Che su certe realtà regni l’indifferenza piuttosto che l’indignazione risulterà evidente anche alla fine della realizzazione del film, quando i produttori lo inviano alle case di distribuzione. Nonostante gli apprezzamenti, nessuna decide di acquistarlo. “Dai responsi ci hanno fatto capire che una storia del genere non vendeva. Ma non ci siamo affatto scoraggiati, e così ci siamo inventati il “vietato agli adulti”. Così da marzo di quest’anno parte il tour di proiezioni esclusive negli istituti scolastici superiori, tutto a spese degli autori.
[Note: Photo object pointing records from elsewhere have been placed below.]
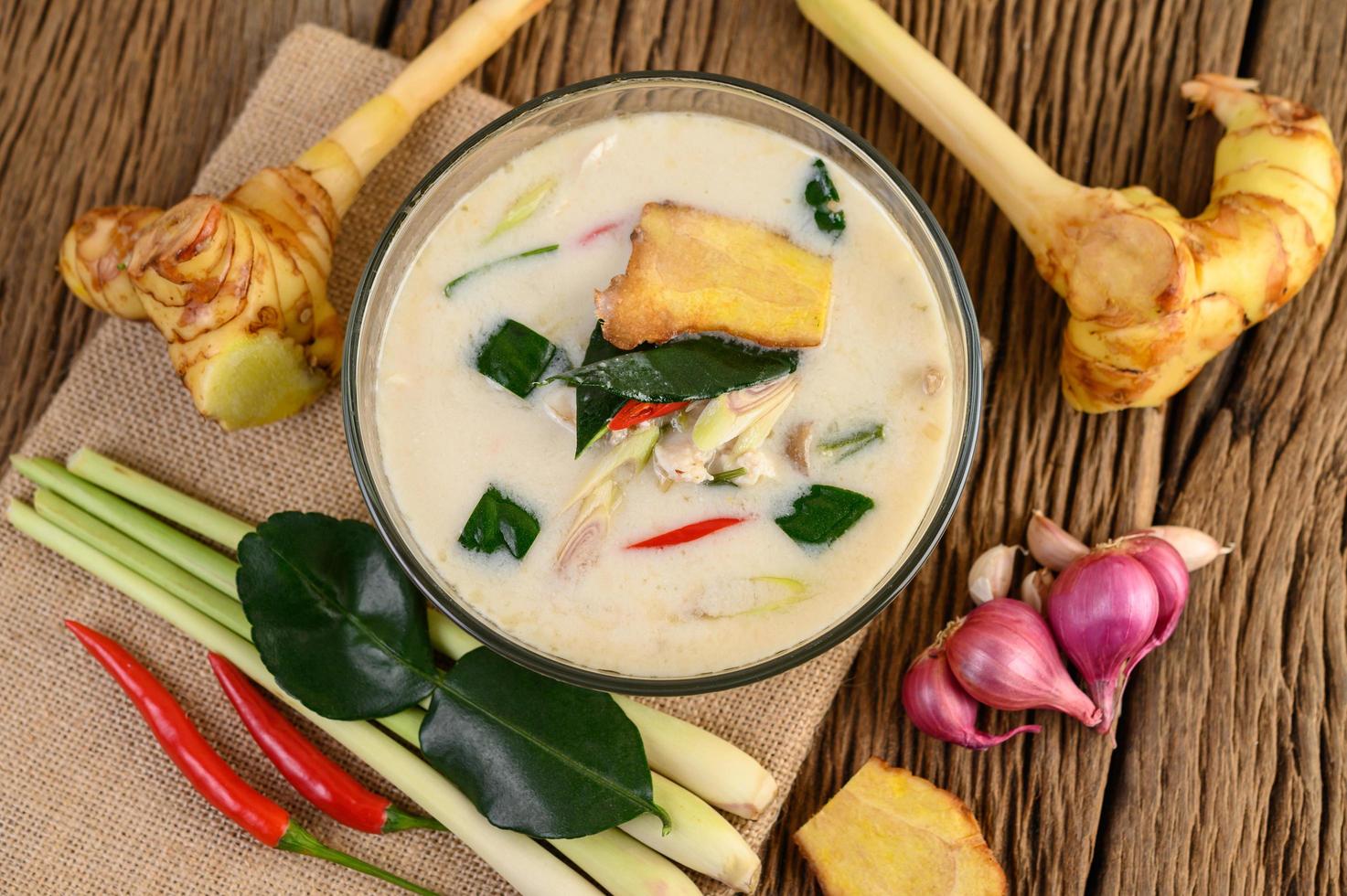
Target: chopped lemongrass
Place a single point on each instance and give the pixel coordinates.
(635, 449)
(523, 862)
(700, 837)
(709, 765)
(523, 208)
(483, 269)
(726, 477)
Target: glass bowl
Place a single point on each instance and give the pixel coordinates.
(581, 104)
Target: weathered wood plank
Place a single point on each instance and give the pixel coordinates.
(108, 102)
(1235, 773)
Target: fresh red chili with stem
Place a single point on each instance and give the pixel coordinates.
(315, 776)
(635, 412)
(690, 532)
(205, 768)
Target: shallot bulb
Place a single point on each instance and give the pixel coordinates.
(1170, 573)
(940, 708)
(1002, 654)
(1104, 609)
(1196, 548)
(1053, 545)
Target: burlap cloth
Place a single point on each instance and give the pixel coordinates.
(88, 804)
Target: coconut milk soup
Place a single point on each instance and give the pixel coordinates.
(740, 495)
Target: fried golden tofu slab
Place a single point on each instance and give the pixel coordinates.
(888, 832)
(692, 271)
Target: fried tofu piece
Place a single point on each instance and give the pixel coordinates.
(692, 271)
(891, 832)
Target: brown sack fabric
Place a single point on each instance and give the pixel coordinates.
(89, 804)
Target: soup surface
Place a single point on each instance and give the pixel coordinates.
(446, 432)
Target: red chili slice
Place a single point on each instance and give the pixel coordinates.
(635, 412)
(690, 532)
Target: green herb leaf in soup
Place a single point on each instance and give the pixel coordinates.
(498, 523)
(685, 371)
(848, 445)
(822, 196)
(823, 514)
(516, 357)
(594, 406)
(333, 616)
(483, 269)
(535, 755)
(523, 208)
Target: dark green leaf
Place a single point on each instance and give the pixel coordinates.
(516, 357)
(823, 514)
(822, 194)
(498, 523)
(848, 445)
(535, 755)
(594, 407)
(333, 616)
(483, 269)
(820, 190)
(685, 371)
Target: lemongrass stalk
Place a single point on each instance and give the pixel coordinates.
(1020, 182)
(700, 837)
(623, 865)
(219, 605)
(156, 497)
(518, 859)
(709, 765)
(142, 560)
(187, 552)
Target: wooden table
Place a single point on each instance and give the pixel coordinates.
(1230, 773)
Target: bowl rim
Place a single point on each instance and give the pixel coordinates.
(840, 629)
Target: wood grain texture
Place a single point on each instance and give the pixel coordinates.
(1232, 768)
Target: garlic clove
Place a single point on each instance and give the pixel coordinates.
(991, 574)
(1053, 545)
(1193, 546)
(1033, 588)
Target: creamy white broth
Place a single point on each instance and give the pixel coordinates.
(446, 432)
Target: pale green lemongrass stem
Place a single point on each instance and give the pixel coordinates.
(709, 765)
(154, 496)
(219, 605)
(692, 841)
(700, 838)
(518, 859)
(208, 565)
(623, 865)
(1025, 187)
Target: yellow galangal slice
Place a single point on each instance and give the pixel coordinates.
(692, 271)
(891, 832)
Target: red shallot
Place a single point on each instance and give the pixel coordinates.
(1004, 656)
(1104, 609)
(940, 708)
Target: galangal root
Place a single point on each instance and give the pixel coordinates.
(239, 284)
(1153, 295)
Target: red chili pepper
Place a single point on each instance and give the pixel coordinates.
(205, 768)
(315, 776)
(690, 532)
(635, 412)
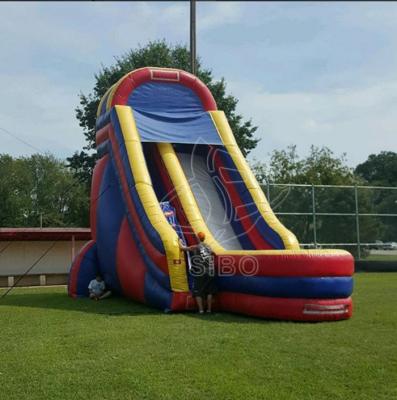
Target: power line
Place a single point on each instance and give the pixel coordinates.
(20, 140)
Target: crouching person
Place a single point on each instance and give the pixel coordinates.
(97, 289)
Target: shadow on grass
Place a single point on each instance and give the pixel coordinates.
(112, 307)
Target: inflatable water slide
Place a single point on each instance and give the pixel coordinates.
(168, 168)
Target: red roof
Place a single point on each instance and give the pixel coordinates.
(22, 234)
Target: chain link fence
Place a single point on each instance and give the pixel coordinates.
(360, 219)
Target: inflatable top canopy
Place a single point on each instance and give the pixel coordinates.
(168, 168)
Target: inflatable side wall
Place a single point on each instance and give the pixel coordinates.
(168, 168)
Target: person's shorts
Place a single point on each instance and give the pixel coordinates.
(204, 285)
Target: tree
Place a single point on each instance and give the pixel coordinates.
(381, 170)
(38, 187)
(320, 167)
(155, 54)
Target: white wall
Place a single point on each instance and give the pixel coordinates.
(17, 257)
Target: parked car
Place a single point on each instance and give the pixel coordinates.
(378, 245)
(390, 246)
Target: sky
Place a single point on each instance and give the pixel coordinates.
(305, 72)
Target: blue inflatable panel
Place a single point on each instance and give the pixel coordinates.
(165, 98)
(87, 271)
(109, 220)
(156, 295)
(314, 288)
(241, 235)
(270, 235)
(171, 113)
(144, 219)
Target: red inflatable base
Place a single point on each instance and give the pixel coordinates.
(273, 307)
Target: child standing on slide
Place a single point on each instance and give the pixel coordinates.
(203, 272)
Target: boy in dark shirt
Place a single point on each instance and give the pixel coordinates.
(203, 272)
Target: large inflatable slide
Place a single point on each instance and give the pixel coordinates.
(168, 168)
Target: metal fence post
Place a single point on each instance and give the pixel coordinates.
(357, 223)
(314, 217)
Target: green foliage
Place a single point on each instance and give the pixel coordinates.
(320, 167)
(40, 185)
(154, 54)
(381, 170)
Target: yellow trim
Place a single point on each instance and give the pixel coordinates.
(143, 185)
(222, 125)
(195, 219)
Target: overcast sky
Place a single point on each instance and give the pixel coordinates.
(306, 73)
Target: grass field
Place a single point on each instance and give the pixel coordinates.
(52, 347)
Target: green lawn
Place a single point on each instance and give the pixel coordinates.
(52, 347)
(381, 257)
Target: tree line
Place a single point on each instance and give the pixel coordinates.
(44, 190)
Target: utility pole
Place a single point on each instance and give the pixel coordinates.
(193, 36)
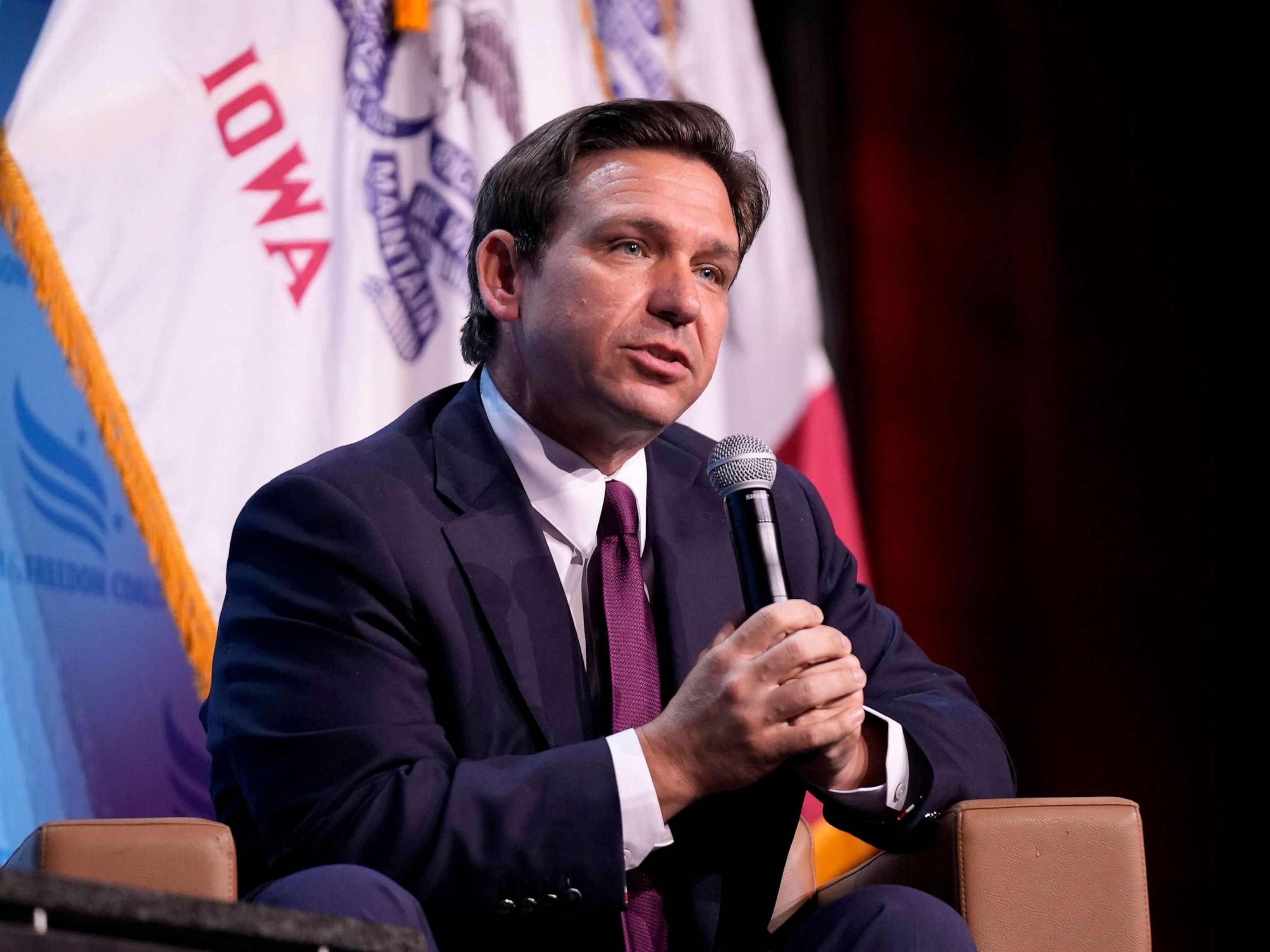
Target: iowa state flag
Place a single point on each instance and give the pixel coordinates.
(248, 223)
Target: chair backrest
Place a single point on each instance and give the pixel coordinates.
(798, 881)
(177, 854)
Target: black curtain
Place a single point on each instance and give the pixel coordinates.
(1007, 205)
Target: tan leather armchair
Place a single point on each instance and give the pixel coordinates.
(1028, 875)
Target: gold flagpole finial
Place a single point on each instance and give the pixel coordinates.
(411, 14)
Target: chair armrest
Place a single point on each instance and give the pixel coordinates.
(1050, 875)
(187, 856)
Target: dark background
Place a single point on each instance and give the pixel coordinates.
(1007, 207)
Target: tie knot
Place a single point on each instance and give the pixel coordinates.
(620, 517)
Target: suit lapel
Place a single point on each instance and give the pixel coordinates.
(698, 588)
(498, 544)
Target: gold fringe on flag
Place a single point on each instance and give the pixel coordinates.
(597, 49)
(54, 293)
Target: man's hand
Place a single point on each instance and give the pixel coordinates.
(779, 686)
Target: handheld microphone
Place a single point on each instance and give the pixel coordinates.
(742, 470)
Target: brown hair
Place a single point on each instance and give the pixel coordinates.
(524, 191)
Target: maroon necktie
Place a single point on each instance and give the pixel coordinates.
(635, 677)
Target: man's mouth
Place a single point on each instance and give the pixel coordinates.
(662, 361)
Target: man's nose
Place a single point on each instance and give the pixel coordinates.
(676, 298)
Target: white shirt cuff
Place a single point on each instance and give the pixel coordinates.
(643, 829)
(886, 796)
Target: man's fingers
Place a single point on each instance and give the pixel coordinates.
(817, 688)
(821, 734)
(799, 652)
(771, 624)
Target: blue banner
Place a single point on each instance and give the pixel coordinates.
(98, 712)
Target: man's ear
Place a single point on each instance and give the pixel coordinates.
(497, 266)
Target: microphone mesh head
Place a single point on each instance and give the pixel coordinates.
(741, 462)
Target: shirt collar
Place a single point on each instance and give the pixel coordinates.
(563, 488)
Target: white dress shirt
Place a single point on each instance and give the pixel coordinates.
(568, 495)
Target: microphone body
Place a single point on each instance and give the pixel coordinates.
(742, 470)
(756, 539)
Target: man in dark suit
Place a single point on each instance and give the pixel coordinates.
(479, 667)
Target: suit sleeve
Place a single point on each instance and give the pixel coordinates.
(955, 751)
(323, 711)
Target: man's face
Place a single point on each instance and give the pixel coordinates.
(621, 321)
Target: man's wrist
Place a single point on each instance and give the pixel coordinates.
(675, 782)
(868, 764)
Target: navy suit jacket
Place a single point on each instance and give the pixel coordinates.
(398, 685)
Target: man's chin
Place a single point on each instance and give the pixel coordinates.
(652, 408)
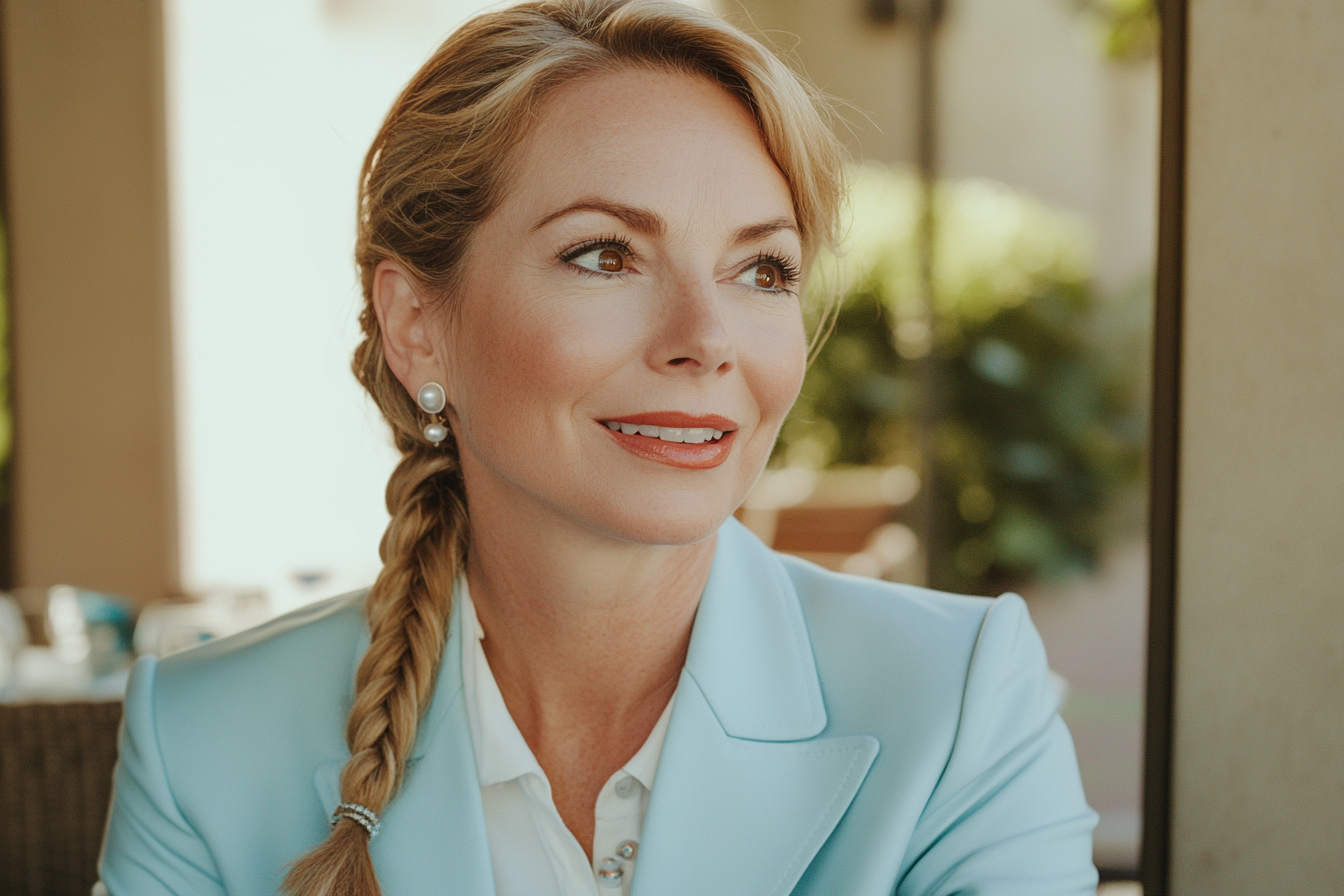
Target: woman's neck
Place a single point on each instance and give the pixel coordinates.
(586, 637)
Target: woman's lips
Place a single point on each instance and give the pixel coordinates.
(692, 442)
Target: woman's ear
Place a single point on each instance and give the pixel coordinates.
(410, 339)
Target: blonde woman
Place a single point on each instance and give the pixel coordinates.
(583, 230)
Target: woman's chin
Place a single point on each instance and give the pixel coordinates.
(669, 525)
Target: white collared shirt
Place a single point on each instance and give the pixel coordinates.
(532, 853)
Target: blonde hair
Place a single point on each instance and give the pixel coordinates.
(436, 169)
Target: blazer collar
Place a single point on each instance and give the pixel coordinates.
(750, 653)
(746, 793)
(746, 789)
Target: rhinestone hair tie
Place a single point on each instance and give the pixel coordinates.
(362, 816)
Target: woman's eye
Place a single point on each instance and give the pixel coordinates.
(764, 276)
(606, 259)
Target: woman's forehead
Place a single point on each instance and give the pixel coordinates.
(659, 140)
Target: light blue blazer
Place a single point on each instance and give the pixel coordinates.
(832, 735)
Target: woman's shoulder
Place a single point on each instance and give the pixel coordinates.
(894, 622)
(911, 658)
(293, 672)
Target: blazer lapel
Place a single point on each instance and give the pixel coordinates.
(433, 834)
(746, 790)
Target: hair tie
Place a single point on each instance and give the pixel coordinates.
(364, 817)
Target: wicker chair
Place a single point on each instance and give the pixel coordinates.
(55, 781)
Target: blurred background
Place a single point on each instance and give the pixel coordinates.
(976, 421)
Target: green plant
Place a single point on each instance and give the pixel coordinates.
(1124, 28)
(1038, 418)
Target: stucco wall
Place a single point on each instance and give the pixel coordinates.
(1258, 778)
(85, 190)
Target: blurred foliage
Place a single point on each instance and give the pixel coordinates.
(1039, 421)
(1124, 28)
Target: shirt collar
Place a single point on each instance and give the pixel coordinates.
(501, 754)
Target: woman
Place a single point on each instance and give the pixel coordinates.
(582, 234)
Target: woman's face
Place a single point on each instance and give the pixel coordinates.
(628, 337)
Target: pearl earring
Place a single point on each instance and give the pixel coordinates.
(432, 399)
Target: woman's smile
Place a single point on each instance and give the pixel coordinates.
(674, 438)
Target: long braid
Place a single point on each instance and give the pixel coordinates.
(407, 609)
(434, 171)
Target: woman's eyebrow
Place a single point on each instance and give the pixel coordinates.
(751, 233)
(640, 219)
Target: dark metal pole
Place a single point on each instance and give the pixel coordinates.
(926, 14)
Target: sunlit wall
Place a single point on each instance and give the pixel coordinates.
(270, 106)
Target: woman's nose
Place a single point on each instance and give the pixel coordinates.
(691, 336)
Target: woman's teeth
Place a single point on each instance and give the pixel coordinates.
(692, 435)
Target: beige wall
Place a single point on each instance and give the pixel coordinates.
(1024, 97)
(85, 187)
(1258, 790)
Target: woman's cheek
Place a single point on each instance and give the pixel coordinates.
(774, 363)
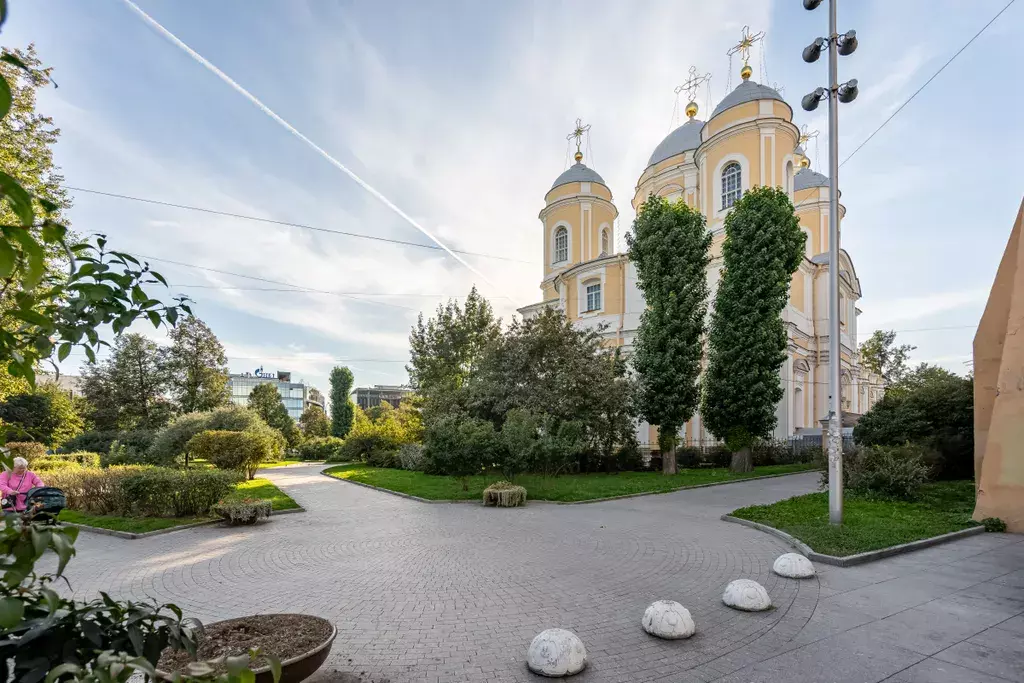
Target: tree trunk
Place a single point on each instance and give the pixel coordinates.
(742, 461)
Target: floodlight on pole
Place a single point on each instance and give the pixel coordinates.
(838, 44)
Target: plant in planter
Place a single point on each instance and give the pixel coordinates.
(504, 495)
(245, 511)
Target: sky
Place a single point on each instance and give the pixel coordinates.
(457, 113)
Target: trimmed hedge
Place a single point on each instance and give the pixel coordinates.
(237, 451)
(141, 491)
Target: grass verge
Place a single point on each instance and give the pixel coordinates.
(565, 487)
(869, 524)
(261, 488)
(264, 489)
(130, 524)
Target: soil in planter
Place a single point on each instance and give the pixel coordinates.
(284, 636)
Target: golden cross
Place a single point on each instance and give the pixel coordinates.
(806, 135)
(578, 133)
(692, 83)
(745, 42)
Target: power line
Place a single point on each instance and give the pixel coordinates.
(918, 91)
(289, 223)
(209, 66)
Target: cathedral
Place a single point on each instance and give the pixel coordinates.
(748, 140)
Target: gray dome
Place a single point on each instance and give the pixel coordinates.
(578, 173)
(805, 178)
(682, 139)
(748, 91)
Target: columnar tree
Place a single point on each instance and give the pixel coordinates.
(748, 340)
(670, 247)
(128, 390)
(198, 367)
(341, 404)
(265, 400)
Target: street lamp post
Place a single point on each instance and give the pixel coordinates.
(836, 93)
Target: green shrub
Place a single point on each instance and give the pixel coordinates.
(237, 451)
(170, 444)
(411, 457)
(993, 524)
(321, 447)
(887, 472)
(133, 489)
(31, 451)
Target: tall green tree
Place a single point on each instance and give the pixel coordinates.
(670, 247)
(448, 348)
(341, 404)
(748, 340)
(129, 389)
(265, 400)
(198, 367)
(314, 422)
(881, 354)
(46, 415)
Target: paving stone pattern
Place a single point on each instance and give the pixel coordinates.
(451, 593)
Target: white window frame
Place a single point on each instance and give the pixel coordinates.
(596, 286)
(561, 225)
(734, 193)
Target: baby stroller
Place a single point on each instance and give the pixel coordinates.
(43, 503)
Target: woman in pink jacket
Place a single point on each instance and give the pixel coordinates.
(15, 483)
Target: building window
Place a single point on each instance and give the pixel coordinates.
(731, 184)
(593, 297)
(561, 245)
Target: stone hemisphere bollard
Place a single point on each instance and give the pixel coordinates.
(668, 619)
(556, 652)
(747, 595)
(793, 565)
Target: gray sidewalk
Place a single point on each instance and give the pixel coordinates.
(456, 592)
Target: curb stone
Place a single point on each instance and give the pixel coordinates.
(594, 500)
(132, 537)
(859, 558)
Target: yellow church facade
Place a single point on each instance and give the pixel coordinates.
(749, 139)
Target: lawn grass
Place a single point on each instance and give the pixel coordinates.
(261, 488)
(565, 487)
(130, 524)
(264, 489)
(869, 524)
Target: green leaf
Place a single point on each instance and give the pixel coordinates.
(5, 96)
(19, 200)
(7, 258)
(11, 611)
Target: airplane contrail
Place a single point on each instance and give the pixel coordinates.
(294, 131)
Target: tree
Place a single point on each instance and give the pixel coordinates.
(748, 340)
(266, 401)
(446, 350)
(882, 356)
(341, 404)
(198, 367)
(314, 422)
(128, 390)
(929, 407)
(670, 248)
(46, 415)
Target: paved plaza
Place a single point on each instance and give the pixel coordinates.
(445, 593)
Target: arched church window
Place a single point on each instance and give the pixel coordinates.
(593, 297)
(732, 185)
(561, 245)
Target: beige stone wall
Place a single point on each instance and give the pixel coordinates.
(998, 391)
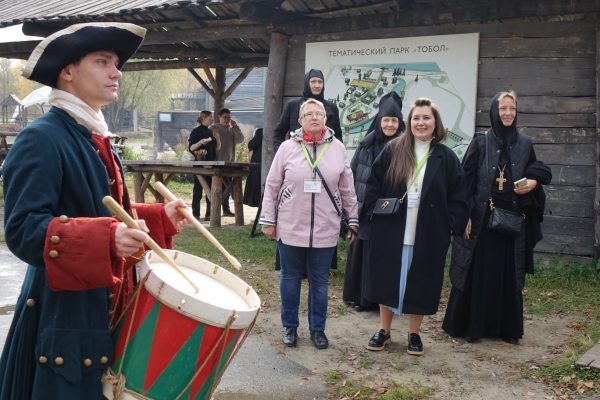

Da Nord a Sud, “One day one day” inizia a girare tra gli studenti, “che non solo hanno mostrato grande interesse, rabbia, voglia di non accettare questa realtà ma soprattutto ci hanno dato grande speranza. Se queste sono le premesse, forse allora il Paese è in buone mani”. L’ottimismo che filtra nelle parole di Giacomo ricalca la scelta del titolo del film. Quel “one day, one day” ripetuto spesso, scritto anche su un muro del ghetto, ad invocare il giorno tanto atteso in cui tutto cambierà. Quando ci saranno i regolari contratti di lavoro, che nel film vengono richiesti da Ali a un caporale, che li nega perché “è difficile in Italia, anche quelli del Nord facevano così con noi del Sud”. Quel giorno in cui ci si crede ancora, come Abu, che decide alla fine di lasciare il ghetto, “per non impazzire, a causa del sistema”. Mentre per Joseph, in Italia da 28 anni, vissuti in uno stato di semi-permanente illegalità e di cui non ricorda molto, quel giorno sarà uno dei tanti, in cui almeno sperare di non avere più disturbi mentali, malessere diffuso nel ghetto. Infine quel giorno appare molto lontano per chi nel film non c’è: le donne, che oltre alla prostituzione non sembrano avere altre possibilità. “Molte di loro lavorano in un night club del campo frequentato anche dai ‘bianchi’. È un’altra storia assurda ma abbiamo scelto di non raccontarla perché non siamo riusciti a creare un legame stretto anche con loro, e quindi poter fare un racconto onesto sulle loro vite”. La complessità di Borgo Mezzanone riflette quella di un Paese in cui si fa fatica a credere che simili realtà possano esistere. “Fino a due anni fa tutto ciò era invisibile anche per noi -ammette Giacomo- ma se c’è una cosa che abbiamo imparato da quest’esperienza è che i problemi vanno visti, affrontati, perché solo così si possono risolvere. Se invece volgi lo sguardo dall’altra parte, il ghetto si allarga”.